Nella rigorosa lettura integrale di alcuni racconti che gli attori fanno sulla scena, si perde tutto:
lo stile, l'atmosfera, l'ambiente, la profondità e la varietà del testo del vecchio
ubriacone. Allo stesso modo è imbarazzante, se non scoraggiante il paternalistico ed
intimista incedere del
Buk di Ferreri. Oltre ai numerosi ed evidenti stravolgimenti testuali operati dal regista, (pur
tralasciando per un attimo le tre scene peggiori del film: la prima, l'ultima è quella nella camera
ardente), la riduzione cinematografica è ancora più delittuosa e colpevole di quella teatrale,
più
colpevole se si tien conto delle capacità, dei mezzi e dell'esperienza di Ferreri. Oltre alla poco
felice scelta dei brani, il "personaggio bukowsky", quello che lo scrittore tenta instancabilmente
di tratteggiare, è completamente assente. Nel film sono stati cancellati la molteplicità delle sue
rappresentazioni, la indomabile vitalità, le sofisticate citazioni e raffinatezze verbali, le
oltraggiose e ripugnanti trasgressioni, e soprattutto, il suo impagabile senso dell'umorismo. Il
personaggio di Ferreri è sorprendentemente mite, un onest'uomo fortunato con le donne, che
però purtroppo è sempre un po' sbronzo. Ferreri ha forse voluto rappresentare un
Bukowsky poetico, dolce, al di fuori degli schemi in cui
solitamente viene inserito. Lodevole e giusta intenzione, ma non ha proprio colto nel segno.
Bastano alcune considerazioni per mostrare come sia inadeguata la "poesia" di questo film. Nel
testo di Bukowsky, è vero, vi è della poesia, molta secondo alcuni, e di un genere particolare.
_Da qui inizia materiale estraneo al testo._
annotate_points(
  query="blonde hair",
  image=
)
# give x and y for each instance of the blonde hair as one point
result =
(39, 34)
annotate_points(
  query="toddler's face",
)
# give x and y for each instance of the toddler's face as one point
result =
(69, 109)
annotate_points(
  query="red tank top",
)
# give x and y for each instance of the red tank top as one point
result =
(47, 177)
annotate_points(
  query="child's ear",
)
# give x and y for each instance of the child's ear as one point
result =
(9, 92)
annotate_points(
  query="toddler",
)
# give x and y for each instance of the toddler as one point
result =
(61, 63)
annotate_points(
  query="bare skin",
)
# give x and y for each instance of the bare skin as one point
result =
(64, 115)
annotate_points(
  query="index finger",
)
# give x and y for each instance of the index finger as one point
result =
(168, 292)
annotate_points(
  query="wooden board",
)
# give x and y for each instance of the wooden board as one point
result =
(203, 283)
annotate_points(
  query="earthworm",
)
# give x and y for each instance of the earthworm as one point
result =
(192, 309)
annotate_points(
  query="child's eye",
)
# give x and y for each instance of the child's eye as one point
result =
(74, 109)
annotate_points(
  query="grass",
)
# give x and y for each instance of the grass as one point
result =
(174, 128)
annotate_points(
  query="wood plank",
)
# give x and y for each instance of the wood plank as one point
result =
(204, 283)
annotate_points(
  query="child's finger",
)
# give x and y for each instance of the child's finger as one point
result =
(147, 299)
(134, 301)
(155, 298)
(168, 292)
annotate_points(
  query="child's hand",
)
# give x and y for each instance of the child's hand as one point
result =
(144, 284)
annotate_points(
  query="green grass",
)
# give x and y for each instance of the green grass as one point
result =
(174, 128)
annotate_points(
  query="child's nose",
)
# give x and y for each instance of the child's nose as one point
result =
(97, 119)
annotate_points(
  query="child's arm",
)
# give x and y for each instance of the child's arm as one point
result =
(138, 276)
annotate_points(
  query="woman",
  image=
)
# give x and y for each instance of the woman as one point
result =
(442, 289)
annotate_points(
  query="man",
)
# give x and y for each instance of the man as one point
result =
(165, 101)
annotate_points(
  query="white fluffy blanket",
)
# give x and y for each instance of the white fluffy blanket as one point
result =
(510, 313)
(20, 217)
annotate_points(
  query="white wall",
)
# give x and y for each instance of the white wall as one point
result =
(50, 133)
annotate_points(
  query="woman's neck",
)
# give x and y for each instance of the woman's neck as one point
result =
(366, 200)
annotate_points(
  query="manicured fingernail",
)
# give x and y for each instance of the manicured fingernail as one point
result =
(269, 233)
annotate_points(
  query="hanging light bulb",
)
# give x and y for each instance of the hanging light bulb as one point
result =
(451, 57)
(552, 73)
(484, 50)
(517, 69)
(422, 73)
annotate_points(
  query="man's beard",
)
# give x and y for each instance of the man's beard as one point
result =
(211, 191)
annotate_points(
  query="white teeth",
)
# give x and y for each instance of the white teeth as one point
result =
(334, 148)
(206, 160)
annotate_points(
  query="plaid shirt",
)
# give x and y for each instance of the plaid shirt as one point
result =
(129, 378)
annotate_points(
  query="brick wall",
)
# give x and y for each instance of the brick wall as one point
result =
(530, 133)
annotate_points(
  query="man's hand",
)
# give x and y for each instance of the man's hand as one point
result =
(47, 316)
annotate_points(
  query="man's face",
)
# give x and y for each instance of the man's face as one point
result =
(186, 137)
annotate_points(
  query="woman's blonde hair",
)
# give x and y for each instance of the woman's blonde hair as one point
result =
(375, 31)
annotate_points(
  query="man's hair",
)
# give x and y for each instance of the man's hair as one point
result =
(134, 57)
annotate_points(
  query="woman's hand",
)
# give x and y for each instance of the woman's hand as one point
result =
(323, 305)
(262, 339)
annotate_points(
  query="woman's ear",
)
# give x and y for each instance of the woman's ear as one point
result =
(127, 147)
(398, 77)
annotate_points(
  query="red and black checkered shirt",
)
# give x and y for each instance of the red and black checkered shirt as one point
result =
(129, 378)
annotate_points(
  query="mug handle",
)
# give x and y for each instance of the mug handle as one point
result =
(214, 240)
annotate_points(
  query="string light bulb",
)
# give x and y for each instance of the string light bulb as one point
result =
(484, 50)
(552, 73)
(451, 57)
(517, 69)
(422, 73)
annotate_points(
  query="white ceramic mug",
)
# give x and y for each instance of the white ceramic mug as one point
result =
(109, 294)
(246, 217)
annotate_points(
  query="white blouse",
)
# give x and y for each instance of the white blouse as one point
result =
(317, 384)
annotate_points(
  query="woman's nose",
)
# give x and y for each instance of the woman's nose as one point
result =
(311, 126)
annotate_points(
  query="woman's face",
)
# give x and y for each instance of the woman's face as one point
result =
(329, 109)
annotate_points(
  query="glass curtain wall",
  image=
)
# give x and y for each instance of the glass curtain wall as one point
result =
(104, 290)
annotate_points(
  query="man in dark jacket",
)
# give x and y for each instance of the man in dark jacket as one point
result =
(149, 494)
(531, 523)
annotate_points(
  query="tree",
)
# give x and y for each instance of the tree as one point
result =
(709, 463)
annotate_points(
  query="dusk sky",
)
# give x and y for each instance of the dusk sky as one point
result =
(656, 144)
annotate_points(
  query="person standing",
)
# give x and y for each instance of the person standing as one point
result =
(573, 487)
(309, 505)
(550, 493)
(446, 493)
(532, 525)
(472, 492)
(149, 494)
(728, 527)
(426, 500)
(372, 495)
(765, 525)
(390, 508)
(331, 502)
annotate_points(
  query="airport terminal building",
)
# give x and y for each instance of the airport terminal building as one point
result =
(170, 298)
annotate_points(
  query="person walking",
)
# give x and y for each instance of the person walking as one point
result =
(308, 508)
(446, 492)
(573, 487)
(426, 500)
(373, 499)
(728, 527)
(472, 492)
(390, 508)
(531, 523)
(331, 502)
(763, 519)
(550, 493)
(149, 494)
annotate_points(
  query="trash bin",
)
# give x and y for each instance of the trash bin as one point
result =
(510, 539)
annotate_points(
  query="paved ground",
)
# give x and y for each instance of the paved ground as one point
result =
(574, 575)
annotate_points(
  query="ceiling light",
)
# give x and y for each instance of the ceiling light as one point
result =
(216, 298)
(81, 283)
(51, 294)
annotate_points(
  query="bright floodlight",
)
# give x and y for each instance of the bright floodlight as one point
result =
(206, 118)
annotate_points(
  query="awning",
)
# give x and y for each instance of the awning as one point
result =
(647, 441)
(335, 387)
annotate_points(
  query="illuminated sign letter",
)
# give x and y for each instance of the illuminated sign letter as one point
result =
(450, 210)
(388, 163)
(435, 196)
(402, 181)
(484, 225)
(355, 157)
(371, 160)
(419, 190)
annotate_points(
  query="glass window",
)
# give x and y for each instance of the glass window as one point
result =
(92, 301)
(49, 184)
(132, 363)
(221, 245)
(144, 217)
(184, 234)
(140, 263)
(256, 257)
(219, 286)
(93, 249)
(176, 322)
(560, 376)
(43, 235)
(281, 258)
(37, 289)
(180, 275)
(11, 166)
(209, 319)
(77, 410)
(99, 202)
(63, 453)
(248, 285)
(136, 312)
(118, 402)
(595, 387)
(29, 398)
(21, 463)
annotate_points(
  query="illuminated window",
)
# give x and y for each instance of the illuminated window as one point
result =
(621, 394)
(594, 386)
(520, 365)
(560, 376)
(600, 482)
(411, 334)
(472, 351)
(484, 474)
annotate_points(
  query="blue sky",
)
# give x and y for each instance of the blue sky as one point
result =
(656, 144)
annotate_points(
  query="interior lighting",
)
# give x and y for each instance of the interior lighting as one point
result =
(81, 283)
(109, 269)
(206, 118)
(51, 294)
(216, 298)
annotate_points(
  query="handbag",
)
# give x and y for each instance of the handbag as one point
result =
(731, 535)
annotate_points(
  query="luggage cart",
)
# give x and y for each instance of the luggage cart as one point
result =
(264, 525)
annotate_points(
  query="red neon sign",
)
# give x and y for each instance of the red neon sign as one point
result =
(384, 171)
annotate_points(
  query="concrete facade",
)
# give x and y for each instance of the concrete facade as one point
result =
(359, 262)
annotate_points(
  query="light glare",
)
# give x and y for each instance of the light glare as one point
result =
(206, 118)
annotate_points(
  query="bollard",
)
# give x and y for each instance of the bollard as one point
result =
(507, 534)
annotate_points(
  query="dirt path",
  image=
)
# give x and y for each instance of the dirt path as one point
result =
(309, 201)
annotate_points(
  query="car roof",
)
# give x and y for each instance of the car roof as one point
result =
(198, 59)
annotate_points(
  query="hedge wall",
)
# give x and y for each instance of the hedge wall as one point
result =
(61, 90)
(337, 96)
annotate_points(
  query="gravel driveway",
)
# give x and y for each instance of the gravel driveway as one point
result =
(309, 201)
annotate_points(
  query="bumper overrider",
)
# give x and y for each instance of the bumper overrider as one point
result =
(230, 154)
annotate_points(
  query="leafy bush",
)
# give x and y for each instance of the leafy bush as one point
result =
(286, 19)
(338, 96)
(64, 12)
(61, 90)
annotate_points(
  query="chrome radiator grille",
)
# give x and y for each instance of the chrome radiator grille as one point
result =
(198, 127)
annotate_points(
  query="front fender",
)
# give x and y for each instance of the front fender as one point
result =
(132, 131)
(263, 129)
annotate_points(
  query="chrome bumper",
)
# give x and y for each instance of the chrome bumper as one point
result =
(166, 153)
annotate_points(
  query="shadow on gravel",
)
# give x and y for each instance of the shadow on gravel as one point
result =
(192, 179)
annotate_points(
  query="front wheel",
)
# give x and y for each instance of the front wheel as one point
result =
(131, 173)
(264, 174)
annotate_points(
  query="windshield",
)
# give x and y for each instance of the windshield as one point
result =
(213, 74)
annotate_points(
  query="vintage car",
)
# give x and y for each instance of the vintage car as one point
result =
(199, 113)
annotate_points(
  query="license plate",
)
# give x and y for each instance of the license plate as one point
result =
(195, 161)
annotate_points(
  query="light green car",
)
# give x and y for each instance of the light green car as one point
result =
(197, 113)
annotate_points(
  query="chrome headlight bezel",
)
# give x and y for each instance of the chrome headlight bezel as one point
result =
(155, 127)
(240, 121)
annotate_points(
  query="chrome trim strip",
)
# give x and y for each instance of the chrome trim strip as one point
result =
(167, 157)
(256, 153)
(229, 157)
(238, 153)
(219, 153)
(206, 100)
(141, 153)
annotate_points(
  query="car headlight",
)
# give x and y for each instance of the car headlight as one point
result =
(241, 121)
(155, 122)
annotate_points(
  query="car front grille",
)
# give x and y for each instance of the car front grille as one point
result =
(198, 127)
Uno dei brani più belli e struggenti del libro, per esempio, è, senza dubbio, quello che ha come
protagonista la grassona, "Un'amabile storia d'amore". Anche Ferreri lo utilizza, riducendolo
però ad una scenetta da commedia all'italiana, mentre riserva tutta la poesia al personaggio di
Cass, interpretato da Ornella Muti, la bona di turno. Inutile sottolineare che anche questo
personaggio ha nel testo una ben diversa profondità e bellezza. In occasione del Festival
di Venezia, Ferreri ha affermato in un'intervista, di aver puntato tutto,
che il significato di tutto, è negli occhi di Ben Gazzara. I suoi occhi, non c'è dubbio, sono
bellissimi, ma la forza di Bukowsky sta piuttosto nella bocca e nella parola. È soltanto lì che egli
ritrova la forza per sopravvivere, la sua rivincita: "a scuola brutti voti ma lingua lunga", dice da
qualche parte. È grazie all'ironia, al suo funambolico potere sulla parola che esce
vincente. Non si vuole comunque difendere qui ad ogni costo un autore che non ne ha proprio
bisogno,
uno scrittore tutto sommato modesto, che non può essere considerato nulla di più che un
fortunato caso editoriale. Ciò che più di ogni altra cosa impressiona e stupisce è l'incessante
tentativo di imbrigliarlo, di parcellizzarlo, di rinchiuderlo, di darne una lettura il più parziale
possibile, che finisce inevitabilmente con l'annientarlo. È ovvio che chiunque ha il diritto di
leggere e di interpretare Bukowsky a suo modo, ma nessuna delle letture sin qui apparse gli
rende interamente giustizia, nessuna di queste interpretazioni rimanda ad altro, apre a sua volta
nuovi spiragli interpretativi o scioglie dei nodi. Le due proposte, quella cinematografica e quella
teatrale sono dei cimiteri. Permettetemi, per concludere, un consiglio d'amico: se comprate le opere
di Bukowsky
(possibilmente in lingua originale, è meglio), non dimenticate assolutamente i versi. Leggete
tutto con attenzione e, soprattutto... silenzio! non parlatene mai con nessuno.